Opinion - I Am A Billy Joel Fan


Piano man



Steve Taylor-Bryant is an old man making love to his tonic and gin as he discusses the piano man himself, Billy Joel...



I'm not sure why I'm laughed at so much for being a Billy Joel fan? You know he's one of the biggest selling musical stars of all time, right? You know that, despite not releasing an album of original material for two decades, he still sells out stadium shows, right? You know he is breaking attendance records for Madison Square Garden, right? Oh. You didn't know that? Yes folks, Mr. Joel is quite the legend. It seems in some quarters that he is only remembered for Uptown Girl and Tell Her About It, whilst some of you have also heard of Piano Man, but Billy Joel's back catalogue is much more impressive than that. So forgive me whilst I look at every album, tell you the best songs on each, all whilst reciting every lyric in We Didn't Start The Fire, in order! Yes I'm that kind of fan.



November 1st 1971 saw Billy's album debut with Cold Spring Harbor, which remarkably charted higher in the UK than in his homeland. Whilst CSH doesn't contain as many stand out tracks as future albums would, it's still essential listening and one of my favourite love songs She's Got A Way is track one. Almost two years to the day later and now on the more recognisable Columbia label came possibly Billy Joel’s most important album. This was the break that started it all. This was Piano Man. The title track was Billy telling stories of what it was like being a piano player in bars and clubs whilst he was waiting for his big break and it’s this personal, observational style that I think most fans love him for. Obviously Piano Man is a great track but the album also contains Captain Jack which is superb, the beautiful You're My Home, The Ballad of Billy the Kid and Travellin' Prayer, made famous twenty years later when Dolly Parton's cover won a Grammy. Joel was beginning to find his feet, just starting to get through, with his piano based almost musical theatre pop. Don't forget this was the height of glam rock and the start of punk so he was as far removed from the popular genres as you could get at the time but was still chipping away at fame.



What arrived a year later was strange. Streetlife Serenade is really not my favourite album. It has maybe two tracks on it I'll listen to, Last of the Big Time Spenders and The Entertainer, and was the first Joel project to be roundly criticised by fans and journalists alike. The lyrics of The Entertainer didn't help his relationship with the record companies either due to his criticism within it at how they treat his songs.

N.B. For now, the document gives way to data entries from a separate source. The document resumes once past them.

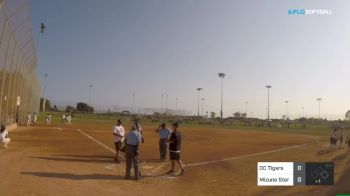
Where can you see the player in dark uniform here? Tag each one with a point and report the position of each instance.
(175, 149)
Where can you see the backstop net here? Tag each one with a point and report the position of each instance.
(20, 88)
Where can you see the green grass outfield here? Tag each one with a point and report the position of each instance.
(106, 120)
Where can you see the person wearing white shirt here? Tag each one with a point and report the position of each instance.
(119, 133)
(4, 136)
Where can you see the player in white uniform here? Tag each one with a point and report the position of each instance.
(119, 133)
(4, 136)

"It was a beautiful song but it ran too long.
If you're gonna have a hit, you gotta make it fit.
So they cut it down to 3:05"




That and comments about the lack of commercial success leading to bargain bins showed a side of Joel that wasn't for everyone but the album was possibly his most important as it meant that, to carry on, to be that success, things had to change. After Streetlife Serenade Billy Joel left California and returned to the familiar surroundings of his native New York and the famous group of musicians that would become the back bone of the Billy Joel band was put together for the next album - Turnstiles.






Turnstiles



Turnstiles didn't contain one weak song. Whilst it only spawned two singles, any one of the tracks could have been released and, in my opinion, charted well. Some of my favourite live tracks come from Turnstiles and my love affair with the drumming of Liberty Devitto also began here, although this would also be the album that years later led to Devitto suing Joel for uncredited royalties. Say Goodbye to Hollywood, Summer Highland Falls and New York State of Mind all come from Turnstiles as does the epic Prelude/Angry Young Man, one of my favourite listens and a song I return to time and time again as well as possibly my favourite to play live.

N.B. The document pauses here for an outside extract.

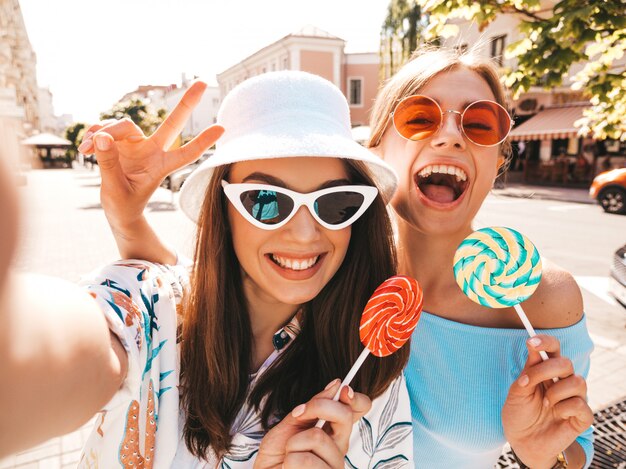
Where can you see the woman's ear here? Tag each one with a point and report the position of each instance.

Then came 1977 and the first album that I think all fans and critics agree is probably his most consistent and, despite my obvious love for Turnstiles, I have to agree the level of writing and production on The Stranger was far superior to any other Joel release up to that time. The album would go on to be possibly the most important record in the Billy Joel discography as it became the backbone of the Movin' Out musical about life in America for a group of friends growing up in Long Island. Anthony, one of the main characters, is from the first track Anthony's Song (Movin' Out) and my all time favourite track, Scenes From an Italian Restaurant, introduced Brenda and Eddy. Other notable tracks are the title song, Just The Way You Are, and the incredible She's Always a Woman which is a very clever twist on a love song. A year later came actual commercial success with Billy Joel's first Billboard Number 1 album and double Grammy winning 52nd Street (the first album made commercially available on compact disc by parent company Sony in the 1980's) and a slight change in style. 52nd Street contained much more jazzy hooks and trumpet than previously heard on Joel records and, with decent releases like Big Shot, Joel's rock n roll influences were more prominent.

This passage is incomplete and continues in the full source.